Gold futures ended with a loss on Tuesday, as investor worries over the spread of China’s coronavirus abated somewhat and prices consolidated, a day after prices rose to a more than six-year high.
Some upbeat economic data also put pressure on haven demand for gold. The U.S. consumer confidence index climbed to a five-month high of 131.6 in January from a revised 128.2 in the prior month. Earlier, separate data showed orders for durable goods surged 2.4% in December, thanks to military purchases, while business investment in the civilian part of the economy declined again. The data come ahead of the Federal Reserve’s monetary policy announcement due Wednesday.
While the strength in consumer confidence has impacted the gold, “we still think that we are not out of the woods” in terms of the economy, Naeem Aslam, chief market analyst at AvaTrade, told Market Watch. Any retracement in gold is “an opportunity to buy, as we maintain our target of $1600.”
Analysts have said gold and other havens remain likely to see support on adverse developments regarding the virus outbreak.
Gold for February delivery on Comex fell $7.60, or 0.5%, to settle at $1,569.80 an ounce, while March silver lost 59.8 cents, or 3.3%, to end at $17.458 an ounce.
Gold on Monday saw the highest close for a most-active contract since April 9, 2013, according to Dow Jones Market Data.
U.S. benchmark stock indexes moved higher on Wall Street Tuesday, a day after the Dow Jones Industrial Average /zigman2/quotes/210598065/realtime DJIA +1.51% and S&P 500 index /zigman2/quotes/210599714/realtime SPX +1.61% suffered their biggest one-day declines since October on fears the coronavirus outbreak could undercut global growth.
Analysts said gold’s haven-like behavior was encouraging, noting that the metal at times has seen its appeal blunted during periods of panic selling in equities and other risky assets.
“We like that there has been no sign of the ‘throwing-the-baby-out-with-the-bathwater’ selling in gold that happened during some other equity market corrections. People on those occasions were taking profits after a rally in gold to pay for margin calls in other weak positions,” said Jasper Lawler, head of research at London Capital Group, in a note. “This time, so far at least, they are holding on to gold.”
Meanwhile, March copper fell 1.7 cents, or nearly 0.7%, to $2.5795 a pound, after suffering a loss of 3.3% on Monday. Most-active contract prices for the industrial metal have now posted declines for nine sessions in a row, the longest such streak of declines since the nine-session run of losses ended on Oct. 21, 2016, FactSet data show
“The pace of the drop in copper prices is a growing concern as futures are down more than 10% from the January highs and beginning to suggest that there are more underlying negative influences on risk assets than just the coronavirus,” analysts at Sevens Report Research wrote in Tuesday’s newsletter.
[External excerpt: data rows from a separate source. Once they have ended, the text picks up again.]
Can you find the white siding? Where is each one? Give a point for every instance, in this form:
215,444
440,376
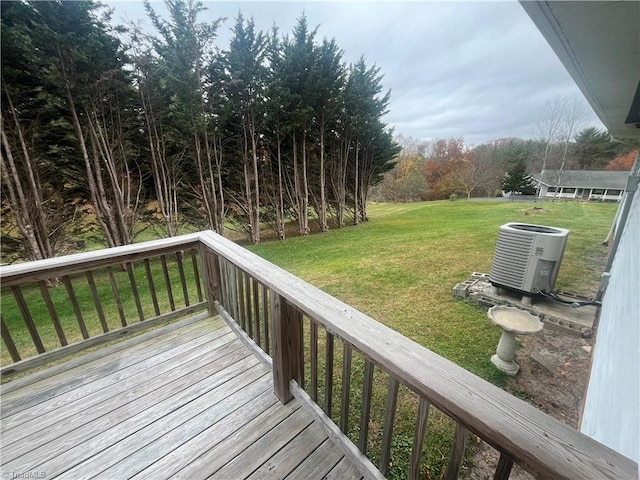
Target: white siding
612,405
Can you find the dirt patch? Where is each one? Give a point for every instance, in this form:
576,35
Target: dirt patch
558,392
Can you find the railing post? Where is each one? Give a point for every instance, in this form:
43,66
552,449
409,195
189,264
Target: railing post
210,266
287,346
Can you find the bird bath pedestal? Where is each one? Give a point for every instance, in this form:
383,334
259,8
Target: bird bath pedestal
512,321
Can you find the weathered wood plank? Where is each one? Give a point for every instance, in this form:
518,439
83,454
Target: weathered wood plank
456,456
545,445
418,439
250,399
82,345
242,335
262,449
389,416
153,371
344,470
122,458
219,443
57,369
291,455
319,463
122,404
287,346
76,445
20,403
53,314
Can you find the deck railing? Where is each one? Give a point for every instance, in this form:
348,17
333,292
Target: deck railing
111,293
337,361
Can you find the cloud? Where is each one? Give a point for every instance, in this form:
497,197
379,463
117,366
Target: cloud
478,70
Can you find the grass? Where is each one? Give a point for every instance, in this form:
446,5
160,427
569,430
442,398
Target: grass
38,310
400,268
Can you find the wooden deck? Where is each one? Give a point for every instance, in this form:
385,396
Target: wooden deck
186,401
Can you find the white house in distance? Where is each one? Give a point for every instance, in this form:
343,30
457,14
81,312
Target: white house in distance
599,45
603,185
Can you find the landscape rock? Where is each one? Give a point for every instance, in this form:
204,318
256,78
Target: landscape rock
549,360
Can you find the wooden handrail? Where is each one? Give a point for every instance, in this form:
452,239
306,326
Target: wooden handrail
61,269
257,292
79,262
542,445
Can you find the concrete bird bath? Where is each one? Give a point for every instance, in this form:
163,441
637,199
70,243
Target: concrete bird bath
512,321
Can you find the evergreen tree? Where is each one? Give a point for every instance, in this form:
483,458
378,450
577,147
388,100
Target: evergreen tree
517,180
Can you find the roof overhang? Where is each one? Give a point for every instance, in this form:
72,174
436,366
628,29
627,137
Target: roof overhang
598,42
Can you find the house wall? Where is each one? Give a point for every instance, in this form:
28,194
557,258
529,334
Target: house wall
612,406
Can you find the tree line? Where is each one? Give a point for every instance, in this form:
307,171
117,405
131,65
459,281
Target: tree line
104,126
448,168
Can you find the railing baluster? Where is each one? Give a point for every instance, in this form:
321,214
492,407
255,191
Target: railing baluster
183,280
76,307
389,416
96,301
233,281
44,291
418,439
116,296
196,273
265,315
504,468
287,346
346,387
152,288
242,318
314,360
8,341
28,320
256,311
457,452
328,374
248,311
134,290
165,272
365,412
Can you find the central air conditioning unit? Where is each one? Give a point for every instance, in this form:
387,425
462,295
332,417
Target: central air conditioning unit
527,257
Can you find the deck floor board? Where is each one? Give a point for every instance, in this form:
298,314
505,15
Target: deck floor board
191,402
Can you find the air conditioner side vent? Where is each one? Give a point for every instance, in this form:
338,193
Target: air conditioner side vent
511,258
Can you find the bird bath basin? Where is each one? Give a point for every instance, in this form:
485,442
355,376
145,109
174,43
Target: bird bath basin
512,321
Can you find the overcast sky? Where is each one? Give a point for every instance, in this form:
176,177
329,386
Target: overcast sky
478,70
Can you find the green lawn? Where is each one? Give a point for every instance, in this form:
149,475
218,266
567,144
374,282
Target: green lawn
401,266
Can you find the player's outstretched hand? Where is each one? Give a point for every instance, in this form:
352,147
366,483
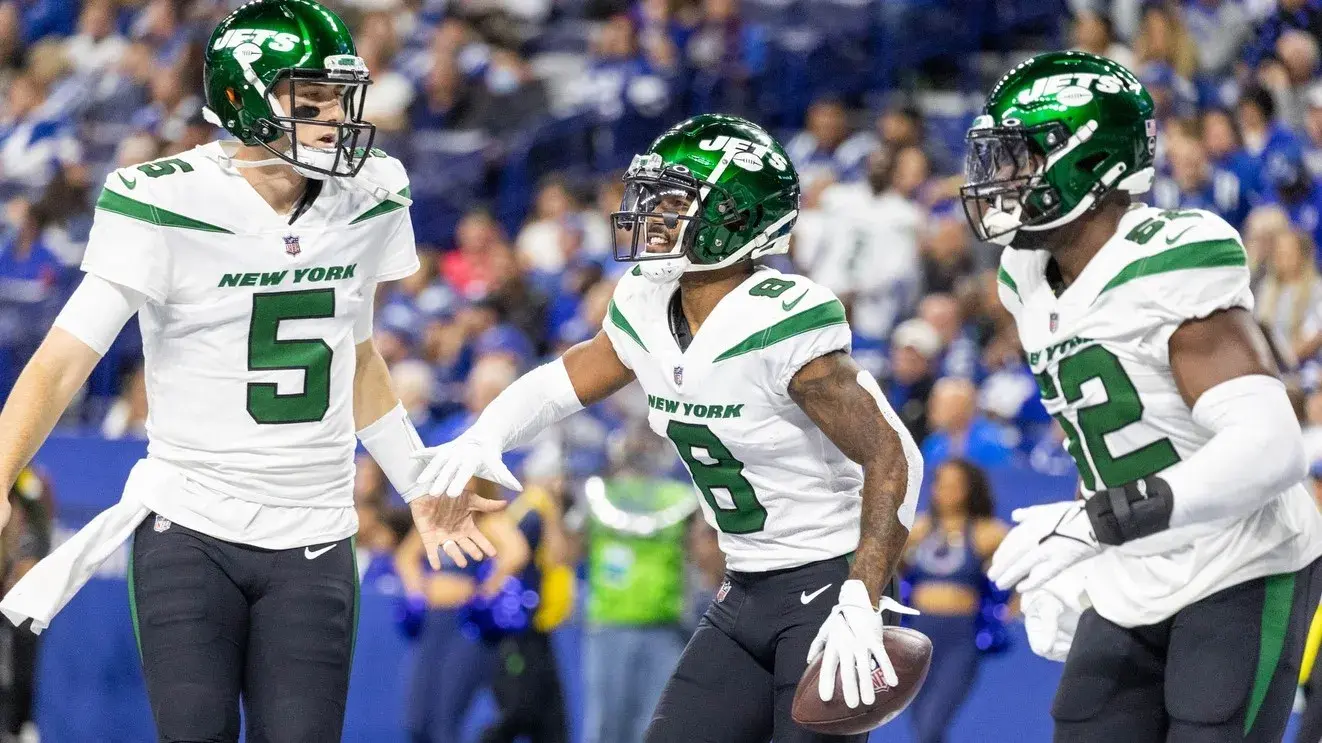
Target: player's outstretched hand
1047,540
447,525
452,464
850,640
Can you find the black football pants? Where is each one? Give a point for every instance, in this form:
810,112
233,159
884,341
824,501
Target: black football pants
217,622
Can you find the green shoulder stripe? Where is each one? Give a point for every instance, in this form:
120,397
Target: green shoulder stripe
821,316
384,208
1004,276
1206,254
622,323
119,204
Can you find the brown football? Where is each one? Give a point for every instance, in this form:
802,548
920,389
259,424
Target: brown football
911,653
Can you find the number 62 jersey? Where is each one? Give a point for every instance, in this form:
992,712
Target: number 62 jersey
247,336
777,491
1100,354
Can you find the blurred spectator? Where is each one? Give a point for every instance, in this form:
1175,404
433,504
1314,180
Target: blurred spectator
1289,74
867,246
816,150
1164,39
1092,32
127,415
944,562
24,541
1219,29
1302,15
912,373
959,430
33,147
1290,296
633,533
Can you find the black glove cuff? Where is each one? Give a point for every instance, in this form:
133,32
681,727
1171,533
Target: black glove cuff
1130,512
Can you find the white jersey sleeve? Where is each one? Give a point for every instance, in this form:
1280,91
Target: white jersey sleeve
399,250
127,246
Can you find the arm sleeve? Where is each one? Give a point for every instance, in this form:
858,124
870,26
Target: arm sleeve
127,251
98,310
1255,454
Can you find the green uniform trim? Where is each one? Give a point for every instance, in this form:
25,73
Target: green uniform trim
1277,602
822,316
622,323
1206,254
132,602
1004,276
384,208
119,204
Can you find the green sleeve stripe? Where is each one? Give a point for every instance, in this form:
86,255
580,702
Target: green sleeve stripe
1207,254
1277,603
1004,276
821,316
384,208
622,323
119,204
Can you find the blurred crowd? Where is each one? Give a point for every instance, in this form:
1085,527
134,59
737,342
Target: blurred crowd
514,118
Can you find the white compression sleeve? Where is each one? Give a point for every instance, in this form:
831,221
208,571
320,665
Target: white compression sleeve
1256,452
98,310
391,440
533,402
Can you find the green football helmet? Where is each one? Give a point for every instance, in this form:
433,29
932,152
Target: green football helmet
710,192
1058,134
266,42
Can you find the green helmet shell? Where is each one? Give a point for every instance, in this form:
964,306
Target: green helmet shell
267,41
1058,134
738,184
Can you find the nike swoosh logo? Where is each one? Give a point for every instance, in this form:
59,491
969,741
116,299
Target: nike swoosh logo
805,598
313,554
788,306
1175,237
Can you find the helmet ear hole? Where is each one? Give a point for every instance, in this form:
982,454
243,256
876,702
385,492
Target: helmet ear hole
1091,163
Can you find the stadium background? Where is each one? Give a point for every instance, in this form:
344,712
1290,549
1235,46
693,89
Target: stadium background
514,118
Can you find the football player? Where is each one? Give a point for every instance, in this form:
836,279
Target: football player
803,467
1197,542
251,266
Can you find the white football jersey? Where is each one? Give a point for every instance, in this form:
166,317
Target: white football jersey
776,489
1100,353
247,335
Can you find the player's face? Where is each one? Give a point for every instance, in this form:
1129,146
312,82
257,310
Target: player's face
664,232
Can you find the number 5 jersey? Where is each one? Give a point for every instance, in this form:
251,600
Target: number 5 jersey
777,491
1100,354
247,335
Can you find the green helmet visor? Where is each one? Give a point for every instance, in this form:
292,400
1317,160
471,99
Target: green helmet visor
661,210
344,140
1005,172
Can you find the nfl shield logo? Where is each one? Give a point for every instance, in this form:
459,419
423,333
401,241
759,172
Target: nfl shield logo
723,591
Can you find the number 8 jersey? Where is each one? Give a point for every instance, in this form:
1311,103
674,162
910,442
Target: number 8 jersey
771,483
1100,354
247,335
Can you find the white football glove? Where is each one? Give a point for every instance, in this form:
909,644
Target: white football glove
850,640
1047,540
1051,612
452,464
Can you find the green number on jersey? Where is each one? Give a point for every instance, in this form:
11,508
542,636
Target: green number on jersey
311,356
164,167
1148,228
771,287
1121,407
721,471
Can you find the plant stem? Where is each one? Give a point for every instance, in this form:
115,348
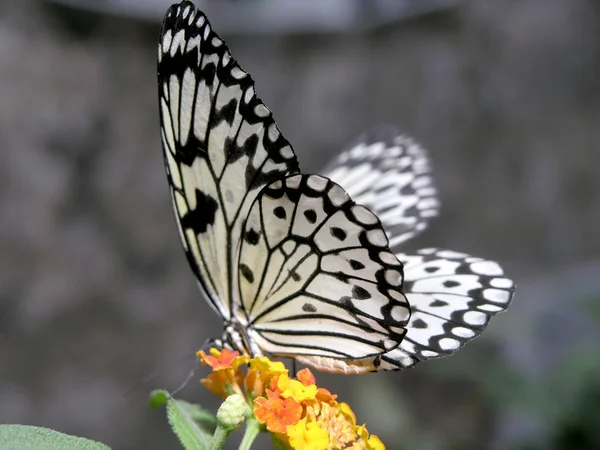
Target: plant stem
252,430
220,436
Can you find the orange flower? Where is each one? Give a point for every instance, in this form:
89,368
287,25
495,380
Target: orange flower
260,372
300,415
306,377
294,388
277,413
226,378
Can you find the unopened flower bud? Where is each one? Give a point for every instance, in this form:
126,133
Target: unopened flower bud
232,412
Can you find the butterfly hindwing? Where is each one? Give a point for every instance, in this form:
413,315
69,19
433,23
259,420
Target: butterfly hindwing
316,275
389,173
221,146
452,297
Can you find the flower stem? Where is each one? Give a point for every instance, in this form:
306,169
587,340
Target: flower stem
220,436
252,429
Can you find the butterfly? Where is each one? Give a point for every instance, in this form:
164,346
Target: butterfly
305,266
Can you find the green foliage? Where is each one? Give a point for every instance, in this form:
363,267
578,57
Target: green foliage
24,437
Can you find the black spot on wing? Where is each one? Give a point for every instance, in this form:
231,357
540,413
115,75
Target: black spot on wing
360,293
418,323
247,273
438,303
356,265
252,237
338,233
204,215
310,215
279,212
309,307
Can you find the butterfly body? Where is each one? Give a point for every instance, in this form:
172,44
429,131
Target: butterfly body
300,265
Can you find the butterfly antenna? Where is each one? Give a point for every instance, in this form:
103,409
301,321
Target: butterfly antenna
207,343
187,379
154,373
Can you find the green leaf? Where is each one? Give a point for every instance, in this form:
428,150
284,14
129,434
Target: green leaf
158,398
24,437
193,425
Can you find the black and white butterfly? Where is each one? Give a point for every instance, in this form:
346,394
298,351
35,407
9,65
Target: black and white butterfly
293,264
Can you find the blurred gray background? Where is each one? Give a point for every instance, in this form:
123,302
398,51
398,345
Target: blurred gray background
95,291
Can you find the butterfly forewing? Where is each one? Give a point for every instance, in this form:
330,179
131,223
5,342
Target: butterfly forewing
221,146
389,173
316,274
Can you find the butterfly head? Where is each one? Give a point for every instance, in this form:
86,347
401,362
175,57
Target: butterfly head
235,337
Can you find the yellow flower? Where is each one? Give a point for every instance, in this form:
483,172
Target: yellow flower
339,429
307,436
300,415
225,359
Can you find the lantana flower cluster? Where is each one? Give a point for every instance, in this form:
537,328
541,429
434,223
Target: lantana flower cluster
298,414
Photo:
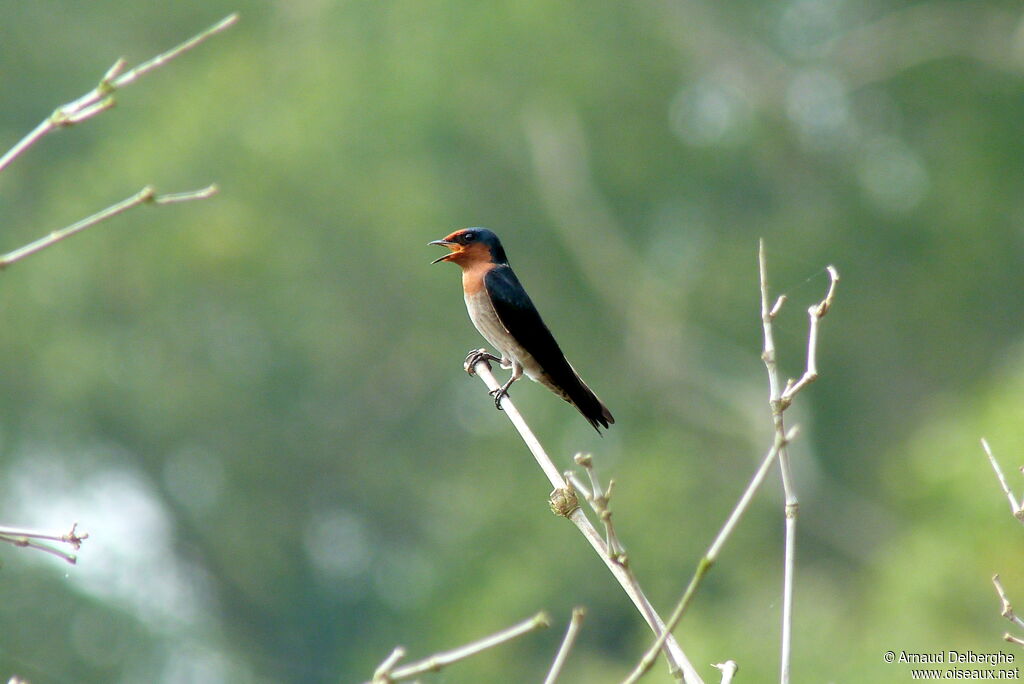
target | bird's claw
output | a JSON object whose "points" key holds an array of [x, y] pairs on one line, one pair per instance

In other metals trading, April platinum added $3.30, or 0.3%, to $995 an ounce, while March palladium rose $11.50, or 0.5%, to $2,185.10 an ounce.
In a report released Tuesday, analysts at Heraeus Precious Metals said they expect the “structural shortage of palladium” to continue to exist this year.
“Even if vehicle sales will decline, the higher catalyst loading in gasoline engines should more than compensate for the expected decline,” they said, with stricter exhaust emission standards in China and India indicating a higher demand for palladium. They expect prices for palladium to range between $1,800 and $2,800 in 2020.
Platinum, however, is expected to see a continued surplus this year, but a “slight increase in demand for use in oil refineries and higher demand for platinum as a catalyst metrical for chemical processes will be a ray of hope,” the Heraeus analysts said. They expect to see a platinum price range of $800 to $1,050 this year.